Ciudad de México.— La Suprema Corte de Justicia de la Nación dejó sin efectos la suspensión que mantenía en funciones a Avelino Carmelo Toscano, quien seguía como magistrado pese a concluir su encargo en 2019.
Con la resolución, el juzgador deberá separarse del cargo mientras se analiza el fondo del amparo promovido, en un caso que podría impactar a cerca de 55 magistrados en condiciones similares.
El proyecto del ministro Irving Espinosa Betanzo fue avalado por mayoría, al establecer que no existe un derecho automático a la ratificación en magistraturas regionales del Tribunal Federal de Justicia Administrativa.
La Corte determinó que permitir la permanencia tras el vencimiento del nombramiento afecta el interés público, al impedir la renovación institucional conforme a los procedimientos constitucionales establecidos para estos cargos.
Durante la discusión, se recordó que el magistrado fue designado en 2009 por un periodo de diez años, por lo que su encargo concluyó legalmente en enero de 2019.
La ministra Yasmín Esquivel Mossa votó en contra de la decisión mayoritaria, al considerar que la estabilidad judicial es fundamental y que debía garantizarse una evaluación formal antes de su separación.

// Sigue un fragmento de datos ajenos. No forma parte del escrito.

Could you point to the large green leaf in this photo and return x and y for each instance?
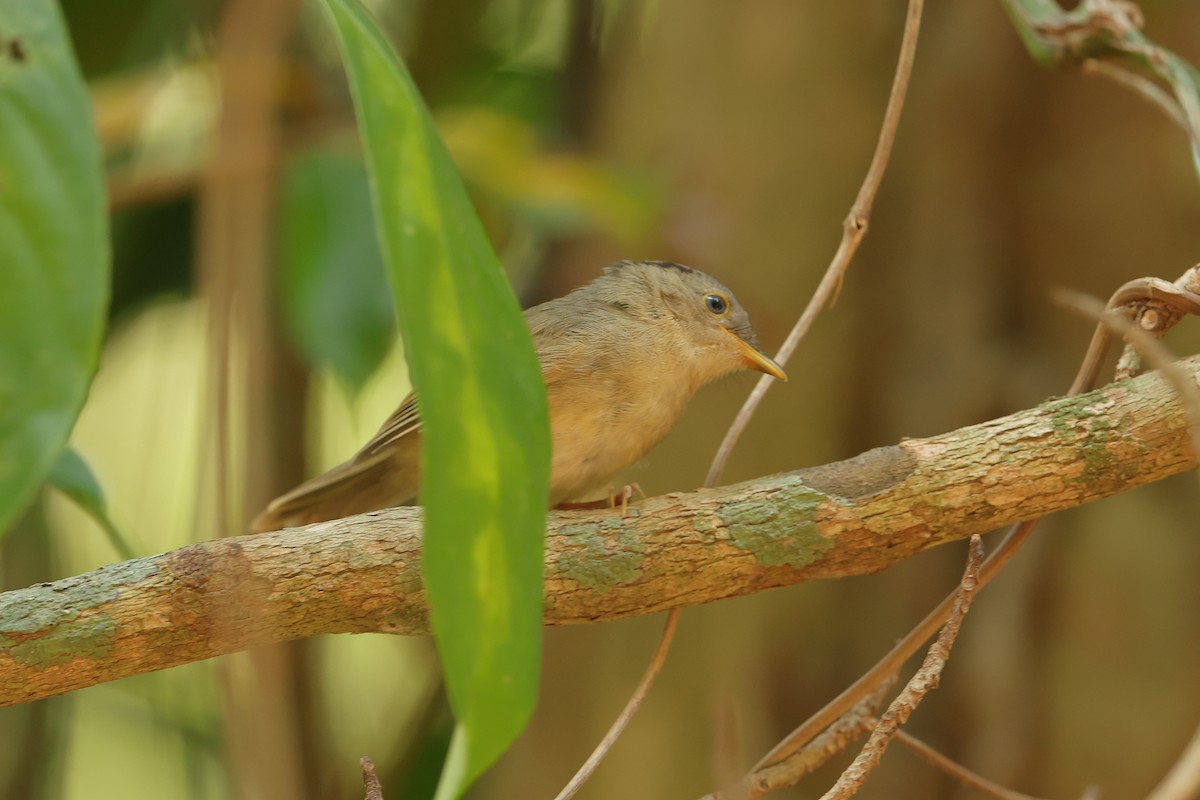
(486, 443)
(54, 248)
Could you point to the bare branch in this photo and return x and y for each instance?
(361, 573)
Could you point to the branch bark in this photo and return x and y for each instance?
(363, 573)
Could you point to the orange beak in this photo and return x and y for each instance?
(755, 358)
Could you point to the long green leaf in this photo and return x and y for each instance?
(486, 444)
(54, 251)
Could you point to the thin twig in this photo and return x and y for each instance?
(853, 229)
(959, 773)
(1182, 782)
(370, 780)
(627, 714)
(859, 720)
(1133, 292)
(901, 651)
(725, 753)
(921, 684)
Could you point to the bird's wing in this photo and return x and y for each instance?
(403, 421)
(382, 473)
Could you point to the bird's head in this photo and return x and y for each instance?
(703, 316)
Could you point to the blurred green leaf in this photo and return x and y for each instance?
(72, 476)
(333, 284)
(486, 441)
(54, 252)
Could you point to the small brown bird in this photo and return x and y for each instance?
(621, 358)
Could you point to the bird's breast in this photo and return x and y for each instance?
(603, 422)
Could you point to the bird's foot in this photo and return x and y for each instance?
(616, 498)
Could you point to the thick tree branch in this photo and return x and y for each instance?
(363, 573)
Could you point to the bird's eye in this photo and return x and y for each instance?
(717, 304)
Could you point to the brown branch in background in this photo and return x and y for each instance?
(252, 397)
(1134, 294)
(853, 230)
(370, 780)
(831, 741)
(900, 653)
(922, 683)
(726, 768)
(957, 771)
(361, 573)
(627, 714)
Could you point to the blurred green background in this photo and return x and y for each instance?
(730, 137)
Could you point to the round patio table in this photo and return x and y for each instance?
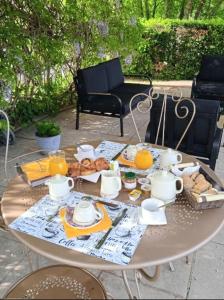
(186, 229)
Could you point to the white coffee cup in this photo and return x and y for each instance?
(85, 213)
(150, 208)
(169, 157)
(86, 151)
(130, 152)
(110, 184)
(59, 186)
(164, 185)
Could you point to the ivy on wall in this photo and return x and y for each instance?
(172, 49)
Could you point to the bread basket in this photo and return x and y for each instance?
(206, 201)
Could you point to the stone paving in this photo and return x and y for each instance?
(202, 278)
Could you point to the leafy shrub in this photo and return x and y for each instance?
(172, 49)
(47, 129)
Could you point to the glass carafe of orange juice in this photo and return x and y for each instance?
(57, 163)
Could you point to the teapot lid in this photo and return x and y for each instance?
(168, 150)
(58, 178)
(163, 175)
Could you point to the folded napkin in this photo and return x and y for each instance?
(126, 162)
(71, 231)
(36, 169)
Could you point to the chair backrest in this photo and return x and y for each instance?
(100, 78)
(114, 72)
(211, 69)
(199, 138)
(92, 79)
(160, 105)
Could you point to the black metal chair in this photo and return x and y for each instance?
(209, 83)
(203, 138)
(102, 91)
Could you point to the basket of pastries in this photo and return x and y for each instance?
(87, 167)
(202, 191)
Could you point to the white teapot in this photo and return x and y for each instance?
(163, 185)
(130, 152)
(59, 186)
(169, 157)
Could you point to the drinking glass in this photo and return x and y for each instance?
(57, 163)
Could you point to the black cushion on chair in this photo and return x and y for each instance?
(93, 79)
(200, 136)
(210, 90)
(114, 73)
(131, 88)
(212, 68)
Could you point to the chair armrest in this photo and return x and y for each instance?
(139, 76)
(113, 96)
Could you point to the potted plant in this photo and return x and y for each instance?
(48, 136)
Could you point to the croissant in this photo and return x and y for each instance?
(101, 164)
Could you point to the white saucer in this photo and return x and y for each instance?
(110, 197)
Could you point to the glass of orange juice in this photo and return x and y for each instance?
(57, 163)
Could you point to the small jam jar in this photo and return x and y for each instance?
(129, 180)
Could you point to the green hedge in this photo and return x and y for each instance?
(172, 49)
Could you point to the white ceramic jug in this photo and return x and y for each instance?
(110, 184)
(163, 185)
(59, 186)
(169, 157)
(85, 151)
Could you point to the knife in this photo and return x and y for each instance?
(114, 223)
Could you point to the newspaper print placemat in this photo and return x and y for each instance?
(119, 246)
(109, 149)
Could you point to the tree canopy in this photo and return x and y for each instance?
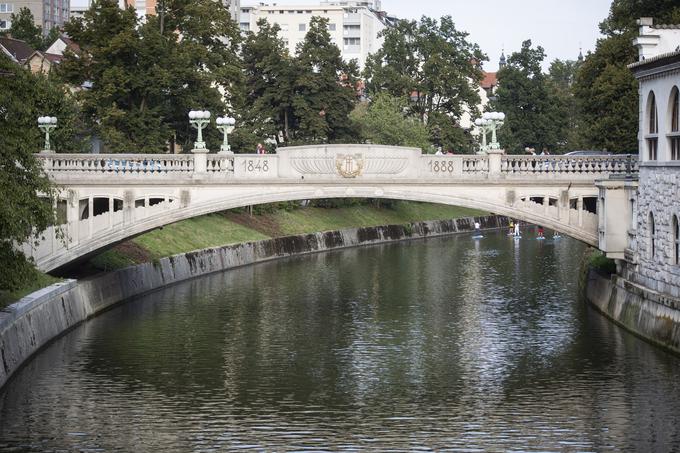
(26, 192)
(145, 77)
(434, 66)
(384, 121)
(605, 89)
(535, 116)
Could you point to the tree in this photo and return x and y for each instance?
(605, 89)
(430, 63)
(325, 91)
(145, 78)
(560, 80)
(535, 117)
(269, 77)
(26, 192)
(383, 121)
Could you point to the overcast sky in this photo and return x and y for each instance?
(559, 26)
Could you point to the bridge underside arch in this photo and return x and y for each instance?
(91, 235)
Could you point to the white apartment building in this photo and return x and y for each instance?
(46, 13)
(353, 25)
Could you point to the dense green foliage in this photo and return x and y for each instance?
(535, 115)
(25, 192)
(384, 121)
(144, 79)
(233, 227)
(436, 68)
(605, 89)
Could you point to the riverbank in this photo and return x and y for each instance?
(268, 222)
(35, 320)
(648, 314)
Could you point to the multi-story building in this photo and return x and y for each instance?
(655, 229)
(46, 13)
(354, 26)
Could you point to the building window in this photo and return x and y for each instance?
(674, 136)
(676, 240)
(652, 237)
(652, 129)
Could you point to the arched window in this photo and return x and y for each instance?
(652, 128)
(676, 240)
(674, 136)
(652, 237)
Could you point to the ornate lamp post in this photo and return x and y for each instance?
(47, 124)
(490, 122)
(199, 119)
(226, 125)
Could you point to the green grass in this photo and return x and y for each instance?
(218, 229)
(310, 220)
(41, 280)
(112, 259)
(193, 234)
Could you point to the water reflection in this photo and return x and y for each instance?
(440, 344)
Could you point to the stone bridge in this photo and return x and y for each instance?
(107, 198)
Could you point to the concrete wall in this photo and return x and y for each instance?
(651, 315)
(31, 323)
(658, 197)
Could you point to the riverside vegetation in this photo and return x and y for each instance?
(239, 225)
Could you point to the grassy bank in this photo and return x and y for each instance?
(232, 227)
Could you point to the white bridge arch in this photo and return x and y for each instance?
(108, 198)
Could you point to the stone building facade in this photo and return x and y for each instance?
(654, 253)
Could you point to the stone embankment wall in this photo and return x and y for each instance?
(31, 323)
(649, 314)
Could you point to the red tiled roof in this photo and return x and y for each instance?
(489, 80)
(72, 45)
(19, 50)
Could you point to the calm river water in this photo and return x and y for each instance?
(448, 344)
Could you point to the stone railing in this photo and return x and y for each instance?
(525, 165)
(351, 163)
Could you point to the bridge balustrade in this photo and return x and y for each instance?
(146, 191)
(324, 164)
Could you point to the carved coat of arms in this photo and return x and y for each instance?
(349, 165)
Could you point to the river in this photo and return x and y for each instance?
(448, 344)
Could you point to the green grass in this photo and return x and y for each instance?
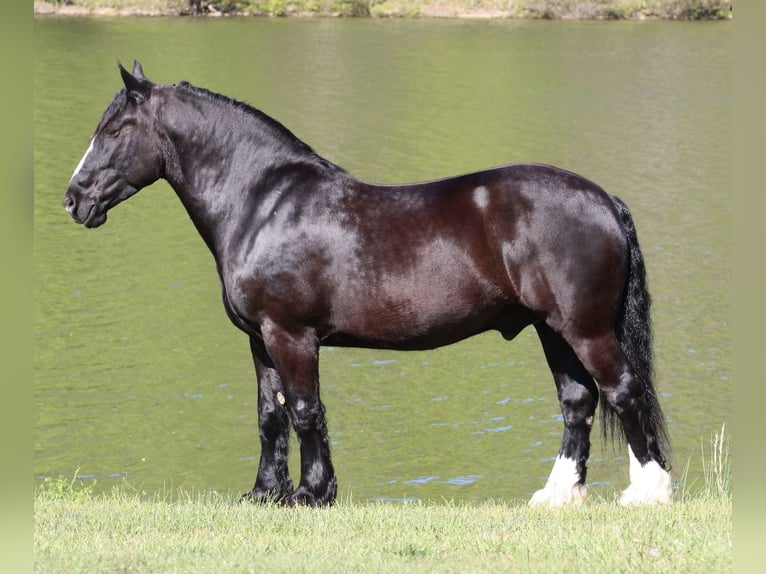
(78, 531)
(547, 9)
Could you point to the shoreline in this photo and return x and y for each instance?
(424, 9)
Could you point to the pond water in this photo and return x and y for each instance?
(140, 377)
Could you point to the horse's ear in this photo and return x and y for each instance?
(138, 86)
(138, 71)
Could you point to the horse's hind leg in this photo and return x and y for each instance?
(578, 397)
(638, 413)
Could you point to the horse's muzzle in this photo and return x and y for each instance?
(87, 213)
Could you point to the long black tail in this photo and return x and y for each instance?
(634, 332)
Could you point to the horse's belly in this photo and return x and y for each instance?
(431, 313)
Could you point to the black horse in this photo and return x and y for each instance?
(309, 255)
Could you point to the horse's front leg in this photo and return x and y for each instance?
(273, 481)
(296, 357)
(578, 397)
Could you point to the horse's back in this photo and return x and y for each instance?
(438, 261)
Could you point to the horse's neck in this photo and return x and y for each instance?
(219, 172)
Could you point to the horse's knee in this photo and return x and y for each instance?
(273, 421)
(578, 405)
(307, 416)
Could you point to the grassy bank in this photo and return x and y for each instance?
(77, 531)
(547, 9)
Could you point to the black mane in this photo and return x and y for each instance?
(270, 123)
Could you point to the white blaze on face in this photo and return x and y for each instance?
(82, 161)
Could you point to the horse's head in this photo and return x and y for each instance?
(124, 155)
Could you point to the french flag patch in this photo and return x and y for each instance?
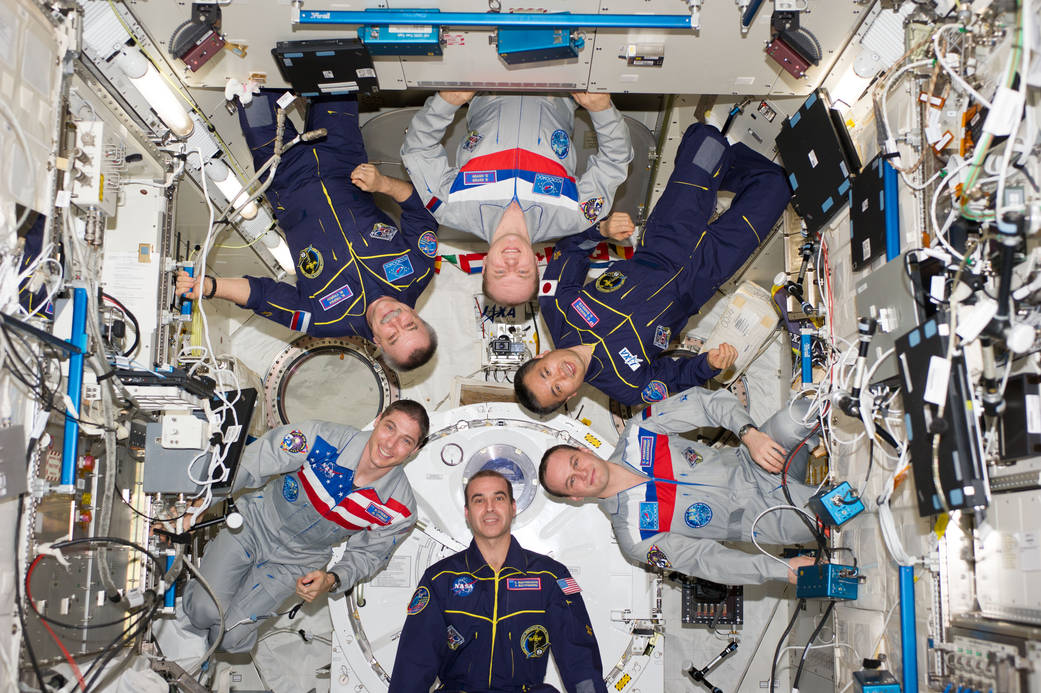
(301, 321)
(568, 586)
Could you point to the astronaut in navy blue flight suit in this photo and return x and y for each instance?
(610, 331)
(358, 274)
(485, 619)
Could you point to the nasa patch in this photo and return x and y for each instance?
(473, 139)
(310, 262)
(290, 489)
(295, 441)
(560, 144)
(654, 391)
(697, 515)
(419, 601)
(649, 516)
(428, 244)
(455, 638)
(398, 268)
(383, 231)
(591, 208)
(657, 558)
(463, 586)
(661, 336)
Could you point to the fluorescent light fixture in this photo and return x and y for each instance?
(162, 100)
(281, 253)
(228, 184)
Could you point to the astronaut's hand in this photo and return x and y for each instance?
(722, 356)
(592, 101)
(456, 98)
(617, 227)
(367, 177)
(765, 452)
(796, 562)
(313, 584)
(187, 285)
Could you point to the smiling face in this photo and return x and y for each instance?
(510, 270)
(555, 377)
(396, 328)
(489, 510)
(576, 473)
(395, 437)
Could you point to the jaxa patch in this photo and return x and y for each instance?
(692, 457)
(610, 281)
(654, 391)
(295, 441)
(560, 144)
(290, 488)
(697, 515)
(535, 641)
(657, 558)
(310, 262)
(398, 268)
(591, 207)
(382, 231)
(419, 601)
(455, 638)
(473, 139)
(649, 516)
(661, 336)
(463, 586)
(428, 244)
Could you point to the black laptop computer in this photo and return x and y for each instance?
(328, 66)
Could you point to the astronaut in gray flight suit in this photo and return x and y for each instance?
(671, 501)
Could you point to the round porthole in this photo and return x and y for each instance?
(332, 379)
(510, 462)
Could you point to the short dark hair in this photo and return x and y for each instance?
(481, 475)
(531, 297)
(419, 356)
(546, 463)
(524, 394)
(414, 411)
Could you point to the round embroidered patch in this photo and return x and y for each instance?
(428, 244)
(655, 391)
(535, 641)
(295, 441)
(697, 515)
(463, 586)
(420, 600)
(290, 489)
(657, 558)
(610, 281)
(310, 262)
(560, 143)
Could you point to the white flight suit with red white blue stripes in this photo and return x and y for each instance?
(517, 147)
(308, 506)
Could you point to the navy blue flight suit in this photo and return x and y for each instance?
(348, 252)
(631, 311)
(480, 631)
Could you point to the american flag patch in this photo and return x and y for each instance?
(568, 586)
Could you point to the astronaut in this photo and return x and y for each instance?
(513, 183)
(322, 484)
(485, 619)
(610, 331)
(671, 501)
(357, 272)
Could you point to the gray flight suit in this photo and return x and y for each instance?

Argumentó que la experiencia acumulada y el desempeño del juzgador debían ser considerados en un proceso transparente, señalando que la falta de respuesta fundada por parte del Ejecutivo vulnera principios de certeza.
En contraste, la ministra Lenia Batres sostuvo que la designación y eventual ratificación de magistrados es una facultad discrecional del Ejecutivo con aval del Senado, sin obligación de renovación automática.
Advirtió que permitir la continuidad mediante amparos implica una invasión de competencias, al recordar que decenas de magistrados han recurrido a esta vía para extender sus funciones sin nuevo nombramiento.
El caso de Toscano refleja una práctica recurrente en el sistema judicial administrativo, donde diversos juzgadores han permanecido en sus cargos mediante medidas cautelares tras concluir su periodo legal.
El magistrado promovió recursos legales luego de que el Ejecutivo federal formalizara en 2024 la decisión de no ratificarlo, pese a que su continuidad había sido propuesta desde años anteriores.
Un juzgado le concedió en 2025 una suspensión provisional que le permitió seguir en funciones, al considerar que debía existir una evaluación previa antes de su eventual separación definitiva.
Sin embargo, la Corte concluyó ahora que dicha medida cautelar contraviene el orden constitucional, al prolongar un nombramiento ya vencido sin sustento jurídico suficiente.
La resolución marca un precedente en la revisión de estos casos, al delimitar el alcance de los amparos frente a decisiones del Ejecutivo en materia de designaciones judiciales.
Además, abre la puerta a una posible revisión general de magistrados que permanecen en funciones bajo esquemas similares, lo que podría reconfigurar la integración del tribunal administrativo.
El fallo no entra al fondo del litigio, pero sí fija criterios sobre la imposibilidad de extender cargos públicos sin un nuevo nombramiento conforme a la ley.
Con esta decisión, la Corte refuerza el principio de temporalidad en los cargos judiciales y la necesidad de respetar los procesos institucionales de renovación dentro del sistema de justicia administrativa.